37. L'inizio della fine - Parte II

Start from the beginning
                                    

La zona era completamente diversa da tutto ciò cui ero stata abituata. Davanti a miei occhi si stagliava un'immensa distesa di schermi olografici, progettati dai viaggiatori del dipartimento. Le stanze degli scienziati erano separate dal vetro sottile e non smerigliato, riflettendo ogni fascio di luce che vi si produceva all'interno.

Mi ritrovai a volteggiare tra gli infiniti addetti ai servizi che mi passavano di fianco veloci e affiatati. Non avevo mai visto così tanto trambusto.

"Non c'è tempo da perdere" pensai inconsciamente. Ma la verità era che ne avevamo tutto quello che il mondo potesse desiderare.

«Delaney Holland? Cosa ci fa lei qui e chi l'ha autorizzata?» Il signor Valek mi squadrò da capo a piedi, visionando il taccuino elettronico con aria interrogativa.

«Jezebel Jonson mi ha ceduto il suo incarico e io-» mi interruppe alzando un dito a mezz'aria. Deglutii la poca saliva che avevo in corpo credendo che mi avrebbe ricacciata al mittente.

«Ero sul punto di venirvi a prelevare personalmente. Ma la sua presenza mi facilita di molto il lavoro. Ecco fatto, ora ha i permessi necessari per poter accedere ai diversi settori.» Il bracciale trillò divenendo di un intenso colore smeraldo.

«Posso attraversare il campo elettromagnetico?» domandai ingenuamente seguendo l'uomo che aveva riposto l'immaginifico tablet snodabile nel taschino. A grosse falcate si stava dirigendo verso l'unico laboratorio trincerato dietro le lamiere.
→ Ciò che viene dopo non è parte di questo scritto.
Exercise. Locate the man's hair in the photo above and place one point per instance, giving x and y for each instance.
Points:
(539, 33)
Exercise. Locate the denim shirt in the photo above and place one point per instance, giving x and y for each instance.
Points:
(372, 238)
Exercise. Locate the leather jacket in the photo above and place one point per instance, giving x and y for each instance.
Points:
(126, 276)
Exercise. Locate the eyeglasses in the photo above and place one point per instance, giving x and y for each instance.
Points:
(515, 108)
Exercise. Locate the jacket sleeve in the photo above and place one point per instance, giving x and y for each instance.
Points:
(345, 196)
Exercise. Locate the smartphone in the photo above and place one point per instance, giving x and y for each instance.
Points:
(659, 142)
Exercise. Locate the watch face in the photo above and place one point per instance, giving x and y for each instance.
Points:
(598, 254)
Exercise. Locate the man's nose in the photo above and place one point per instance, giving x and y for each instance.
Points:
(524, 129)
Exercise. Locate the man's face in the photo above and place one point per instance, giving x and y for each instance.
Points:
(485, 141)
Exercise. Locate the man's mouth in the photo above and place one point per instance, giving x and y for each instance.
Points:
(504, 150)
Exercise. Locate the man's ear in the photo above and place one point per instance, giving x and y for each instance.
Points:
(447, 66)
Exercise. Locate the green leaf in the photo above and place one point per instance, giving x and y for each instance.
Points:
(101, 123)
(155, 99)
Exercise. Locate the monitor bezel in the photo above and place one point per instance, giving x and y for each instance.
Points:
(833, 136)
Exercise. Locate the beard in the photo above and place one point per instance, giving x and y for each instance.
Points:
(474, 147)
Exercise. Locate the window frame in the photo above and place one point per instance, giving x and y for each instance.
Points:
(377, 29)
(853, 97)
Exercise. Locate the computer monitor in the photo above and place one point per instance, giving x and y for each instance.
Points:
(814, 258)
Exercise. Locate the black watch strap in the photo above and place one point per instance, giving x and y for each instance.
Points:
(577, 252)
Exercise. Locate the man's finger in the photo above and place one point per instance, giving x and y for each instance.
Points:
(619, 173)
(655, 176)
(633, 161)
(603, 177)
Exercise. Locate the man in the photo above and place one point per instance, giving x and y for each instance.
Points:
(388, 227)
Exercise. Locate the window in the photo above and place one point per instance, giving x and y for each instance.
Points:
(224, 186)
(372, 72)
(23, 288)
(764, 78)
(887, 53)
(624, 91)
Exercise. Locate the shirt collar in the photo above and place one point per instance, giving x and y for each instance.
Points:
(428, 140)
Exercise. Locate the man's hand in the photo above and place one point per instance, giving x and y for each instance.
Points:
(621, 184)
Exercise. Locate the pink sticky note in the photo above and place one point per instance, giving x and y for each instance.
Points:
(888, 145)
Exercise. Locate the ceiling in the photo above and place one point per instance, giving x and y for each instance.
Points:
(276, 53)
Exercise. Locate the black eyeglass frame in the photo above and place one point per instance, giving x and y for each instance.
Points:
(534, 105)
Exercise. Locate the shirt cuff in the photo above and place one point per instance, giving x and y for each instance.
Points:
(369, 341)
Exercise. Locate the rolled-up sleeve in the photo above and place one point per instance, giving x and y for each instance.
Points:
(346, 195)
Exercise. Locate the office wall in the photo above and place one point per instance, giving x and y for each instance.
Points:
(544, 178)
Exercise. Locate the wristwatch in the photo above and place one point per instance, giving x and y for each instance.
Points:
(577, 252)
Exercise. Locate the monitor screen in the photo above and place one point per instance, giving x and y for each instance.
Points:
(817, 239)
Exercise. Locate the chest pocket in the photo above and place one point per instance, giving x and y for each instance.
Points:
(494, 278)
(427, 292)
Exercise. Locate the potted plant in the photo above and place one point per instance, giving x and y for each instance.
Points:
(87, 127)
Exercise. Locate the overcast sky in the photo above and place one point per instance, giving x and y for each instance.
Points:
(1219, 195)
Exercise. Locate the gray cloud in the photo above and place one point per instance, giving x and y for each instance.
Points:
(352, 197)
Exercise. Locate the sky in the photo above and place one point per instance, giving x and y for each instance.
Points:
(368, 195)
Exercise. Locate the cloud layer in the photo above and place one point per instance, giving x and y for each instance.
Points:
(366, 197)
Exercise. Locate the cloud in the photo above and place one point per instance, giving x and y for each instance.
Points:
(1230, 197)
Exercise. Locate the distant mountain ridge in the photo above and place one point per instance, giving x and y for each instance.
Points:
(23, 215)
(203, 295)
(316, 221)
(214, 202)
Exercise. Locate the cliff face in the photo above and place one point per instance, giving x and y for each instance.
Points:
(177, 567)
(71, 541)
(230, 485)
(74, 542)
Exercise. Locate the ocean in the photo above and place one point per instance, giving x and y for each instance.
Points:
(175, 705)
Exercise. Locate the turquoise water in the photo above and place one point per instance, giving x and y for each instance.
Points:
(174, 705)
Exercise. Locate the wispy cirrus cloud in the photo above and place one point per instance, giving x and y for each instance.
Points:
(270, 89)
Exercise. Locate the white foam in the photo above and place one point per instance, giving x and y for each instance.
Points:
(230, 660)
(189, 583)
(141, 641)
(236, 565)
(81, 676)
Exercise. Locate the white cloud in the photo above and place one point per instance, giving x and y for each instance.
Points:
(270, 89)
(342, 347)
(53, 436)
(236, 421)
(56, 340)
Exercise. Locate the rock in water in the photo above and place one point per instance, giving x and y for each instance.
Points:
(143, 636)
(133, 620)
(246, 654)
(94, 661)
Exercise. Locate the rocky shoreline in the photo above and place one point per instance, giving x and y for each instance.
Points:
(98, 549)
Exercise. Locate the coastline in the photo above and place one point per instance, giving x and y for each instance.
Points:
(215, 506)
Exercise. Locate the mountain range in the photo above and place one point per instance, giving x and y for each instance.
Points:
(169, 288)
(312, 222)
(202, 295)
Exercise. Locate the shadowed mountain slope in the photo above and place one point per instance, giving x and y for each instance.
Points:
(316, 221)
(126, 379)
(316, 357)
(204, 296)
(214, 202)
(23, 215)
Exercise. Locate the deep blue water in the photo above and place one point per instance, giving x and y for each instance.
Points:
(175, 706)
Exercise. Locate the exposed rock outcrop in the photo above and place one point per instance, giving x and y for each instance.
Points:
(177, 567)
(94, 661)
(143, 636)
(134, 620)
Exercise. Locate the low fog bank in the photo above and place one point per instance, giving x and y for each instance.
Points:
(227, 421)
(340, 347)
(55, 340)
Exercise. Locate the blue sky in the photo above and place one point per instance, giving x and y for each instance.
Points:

Un'ulteriore barriera si poneva a separare quel luogo dal resto del piano.

Disordine, baccano e tumulto regnavano sovrani nello spazio che aveva concepito le migliori invenzioni dell'universo.

Sui tavoli ovali migliaia di miniature dei gigafut erano fatti a pezzi e accuratamente ricomposte, mentre ai loro lati le fibre di carbonio venivano piegate nelle tute più eleganti che i sarti avessero potuto confezionare.

Piccole sfere di metallo erano accuratamente pesate e studiate. L'enorme quantità di personale che riversava in quello stand mi fece intuire che quell'invenzione non fosse di facile manutenzione. E, mentre uno degli addetti maneggiava il materiale lucente con indosso due spesse lenti a coprire le retine, alle sue spalle delle scintille iniziarono a librarsi per aria.

"Se non presti attenzione rischiamo di saltare in aria!" aveva urlato al più giovane inventore.

Spalancai le palpebre cercando di volgere la mia attenzione altrove, ma non era semplice! I fattorini non facevano altro che passarmi accanto per fornire i componenti essenziali e prelevare il lavoro fabbricato alla perfezione. Era una catena di montaggio in piena di regola.

Nessuno era intenzionato a starsene beatamente in panciolle. Tutti collaboravano attivamente per creare il futuro. Ognuno aveva il proprio compito.

A farmi tornare con la testa sulle spalle ci pensò un viaggiatore con il quale mi scontrai.

«Chiedo venia!» Ma l'uomo indossava un casco esoscheletrico che non gli rendeva possibile udirmi. Lo osservai in silenzio domandandomi a cosa servisse.

«Il futuro passa per la ricerca. Deve scusare il nostro modo di fare, penso non sia abituata a tale caos.» Scrollai le spalle. In realtà, quell'ambiente mi ricordava le immense giornate trascorse in università in cui la folla gremita di studenti disperati calcava i centenari graniti. Anche loro erano costantemente in moto, in un certo senso.

Giungemmo innanzi gli spessi muri di metallo che segnavano i contorni della camera blindata. Valek scrollò l'indice sullo schermo luminoso, permettendo alle difese di cedere e guadagnandoci l'ingresso.

Un passo in avanti e la pesante porta si richiuse alle nostre spalle, lasciando fuori sia il chiacchiericcio che la luminosità delle fiaccole a energia compressa.